When a client in active labour receiving epidural anaesthesia reports feeling nauseated and experiences a significant drop in blood pressure, indicative of hypotension, the nurse should first remain calm and reassure the client. Prompt assessment and intervention are critical to ensure the safety of both the mother and the developing fetus. The first actions should include:

  • Checking the client's position to ensure she is not lying flat on her back, which may contribute to hypotension due to inferior vena cava compression by the uterus. Repositioning to the left lateral position can aid venous return and improve blood pressure.

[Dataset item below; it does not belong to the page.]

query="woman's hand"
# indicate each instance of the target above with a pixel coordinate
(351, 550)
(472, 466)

  • Increasing intravenous fluid rate, if applicable, to expand the intravascular volume and help to raise the blood pressure.
  • Administering oxygen to the client might be considered to ensure adequate oxygenation for both the mother and the fetus.
  • Mobilizing additional healthcare personnel if the situation does not improve or worsens, potentially preparing for the administration of vasopressors, as ordered by the physician or anesthesia provider.
  • Continuous fetal heart monitoring to assess fetal status, as maternal hypotension can lead to decreased placental perfusion and fetal distress.
  • Notifying the anaesthesiologist or nurse anaesthetist and the client's obstetrician of the situation, as they may need to make additional therapeutic decisions or interventions.

It is important to monitor and document the client's blood pressure, heart rate, respiratory rate, and fetal heart rate closely after initiating these interventions. The healthcare team should remain vigilant to any changes in the client's status and respond accordingly.